Southern Oregon Historical Society building suffers extensive water damage
Published 10:00 am Friday, June 30, 2023
- Ron Kramer describes the water damage on the second floor of the Southern Oregon Historical Society building in the old JCPenney building in downtown Medford.
A summer cloudburst coincided with a long-needed roof repair at the Southern Oregon Historical Society earlier this month, causing catastrophic water damage to the historic old JCPenney building in downtown Medford.
“We have an enormous amount of dehumidifiers running — humidity is not good for this stuff,” said Ron Kramer, executive director of the Historical Society, referring the SOHS archives and collections.

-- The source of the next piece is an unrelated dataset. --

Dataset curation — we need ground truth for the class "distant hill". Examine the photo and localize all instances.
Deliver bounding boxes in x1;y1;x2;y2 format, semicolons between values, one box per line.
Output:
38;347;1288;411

Kramer was standing in the library of the Historical Society’s beleaguered building on Central Avenue Thursday morning. Here a small piece of luck seems to have intervened — the library is the only undamaged area.
“It’s major — all of this stuff is irreplaceable,” he said.
A life-size painting of Abraham Lincoln and a historic organ loomed over his shoulder, while books and working tables surrounded him. He directed BELFOR Property Restoration to make the corridor leading from the front door to the library its top priority. Kramer was determined to keep the library open, he said, if at all possible. To that end, the wall along that corridor was already stripped down to reveal bare support beams.
“They’re doing ‘exploratory demolition,’ taking out some of the walls to determine how much water damage there is,” he said.
Some parts of the building have already been marked as “toast,” he said, including the first- and second-floor bathrooms, multiple walls, most of the roof and ceiling and a portion of the east wall in an expansive collections storage area behind the library. Dehumidifiers were running — with plastic taped from the soaring ceilings and leading down to the floor creating a containment area — to protect the collections, including multiple boxes of film.
Late Thursday morning, he said, artifacts would be moved from the lobby to the society’s off-site collections storage area to protect them as repair teams prepare to begin work on the roof above the lobby. In the upstairs suite — which until a few weeks ago housed the Rogue Valley Times — the whirr of dehumidifiers made it almost impossible to hear voices. Workers on ladders dismantled metal struts previously holding ceiling tiles. More plastic cordoned off the bathrooms and a nearby balcony area.
The second floor was the hardest hit, Kramer said.
“When I arrived on Monday after the weekend storm, the roofers were doing a great job trying to mitigate the damage. They had a tarp down covering just about the whole floor up there. When they picked up the corners, we pretty much had a swimming pool,” he said.
The damage came from a summer rainstorm over Father’s Day weekend, Kramer said. Two days and nights of rain coincided with a long-awaited roof repair project for the building — built in 1948 — which is a registered historic landmark.
“The building has needed a new roof for many years,” Kramer said.
During previous rainy days, the historical society positioned large plastic garbage cans under the most serious leaks. During the clean-up after the storm, Kramer said the trash cans were completely filled with water.
The damage occurred because a cover over the roof under repair was “not sufficiently airtight,” Kramer said, when the storm blew through. Aside from curatorial staff at the off-site collections space, staff are now forced to work from home indefinitely, not only because of the lack of bathrooms, but because of the dehumidifiers.
They require so much power to run, some of the building’s lights have to be kept off to reserve power, Kramer said. They have also impacted the air conditioning.
“The dehumidifiers are drying everything out, making it hotter, and the air conditioning was running so we had to turn it off, but the unit is from like 1988, so the service people told us, ‘If you turn it off, you may not be able to get it come back on,’” he said.
The society was forced to turn off the system and hope for the best, one of many ripple effects of the water damage, he said. The full scope of the damage is not known yet, but plans to open the second floor as a museum in October and revitalize the expansive downstairs area as an event space are on hold for the time being.